By Aaron Gullickson
Check out Aaron Gullickson’s seminar GitHub for Data Analysis. Learn to use GitHub and integrate it into your workflow.
Increasingly, academic scholars, data scientists, and quantitative researchers are turning to GitHub for collaboration and to share data, code, and results. GitHub allows people to host public and private “repositories” that allow for the easy communication of research procedures and results. Underlying the GitHub architecture is the version control system, git, which provides further benefits to researchers.
Why should you use git/GitHub?
Version control systems like git have long been used by programmers to sanely collaborate and organize software projects, and they can serve the same purpose for quantitative researchers who spend much of their time coding. If you have never used version control systems, then the process can seem arcane and the benefits unclear. Once you start using a version control system, however, it becomes difficult to see how you ever got by before. What are some of the benefits of this approach?
First and probably foremost, git will allow you to collaborate sanely. Users make changes to code (“commits”) and then “push” them to a centrally shared repository (located at GitHub, for example). Other users can clone this repository and then easily “push” their own changes as well as ”pull” in other changes, allowing everyone to easily stay in-sync. Complex coding projects can also be “branched” and then later merged back into the main code base to avoid conflicts between users.
Second, by using version control systems, you effortlessly create your own research log. All changes to your code base are committed to the repository with a brief description of your changes. Collectively these commits serve as a research log of your work. You no longer have to remember when exactly you added that one variable to the model. The changes are right there in your history log.
Third, you can stop fearing change. Have you been in the situation where you know your code kind of works, but maybe it’s not the best? People often do one of two things in this situation. You might just leave it alone, because why mess with a piece of code that seems to work? Are you trying to anger the coding gods? Alternatively, you might decide to fix it, but fearful that you might make it worse, you duplicate the file (with a name like “analysis_just_trying_a_thing_v2.R”). Neither of these approaches is great. If you use version control, you can make radical changes to your code without fear. Did you mess it up? No worries, just revert back to the last “commit” and try again. To draw out an analogy from Hadley Wickham, the “free-climbing” approach to coding is dangerous and scary. Git is there to catch you when you fall.
Fourth, you can finally keep your project tidy.
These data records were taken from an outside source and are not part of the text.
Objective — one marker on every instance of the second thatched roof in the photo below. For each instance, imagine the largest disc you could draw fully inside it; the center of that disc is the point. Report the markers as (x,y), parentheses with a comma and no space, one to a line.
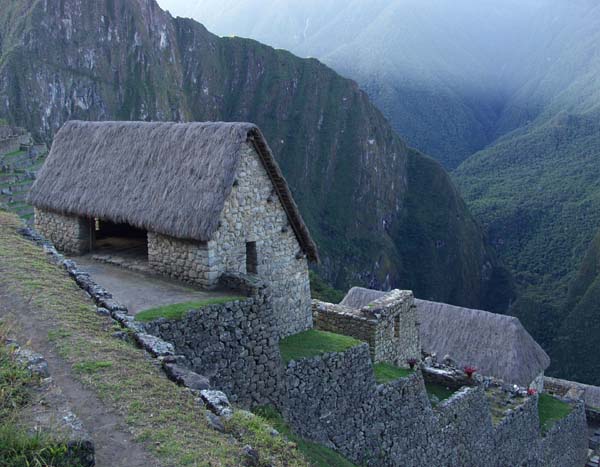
(498,345)
(169,178)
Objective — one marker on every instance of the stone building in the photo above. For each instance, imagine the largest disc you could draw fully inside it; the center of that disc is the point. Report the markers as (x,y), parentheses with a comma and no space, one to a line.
(497,345)
(194,200)
(387,321)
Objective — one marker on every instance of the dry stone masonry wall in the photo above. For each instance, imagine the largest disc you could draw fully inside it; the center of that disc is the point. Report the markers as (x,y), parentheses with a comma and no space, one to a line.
(254,214)
(185,260)
(234,345)
(388,325)
(70,234)
(334,400)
The tendency I note above to simply duplicate files with slightly different names (“paper-v2.1_06272017_FINAL_REALLY_THIS_TIME.docx”) is its own form of very inefficient version control. Over time, the directory containing your project becomes littered with files, and the ability to understand this chaos is locked somewhere deep in your own brain alone. If you practice this form of horizontal versioning, then help is on the way! Proper version control systems, like git, use “vertical” versioning. Because all of your changes are tracked on any given file, there is no need to duplicate a bewildering array of slightly different versions of the same file. Because you no longer need to fear change, you can keep your project tidy and compact. You only need one script to organize and clean your data. You only need one file to write the paper. Your project will suddenly become easier to navigate for yourself and everyone else.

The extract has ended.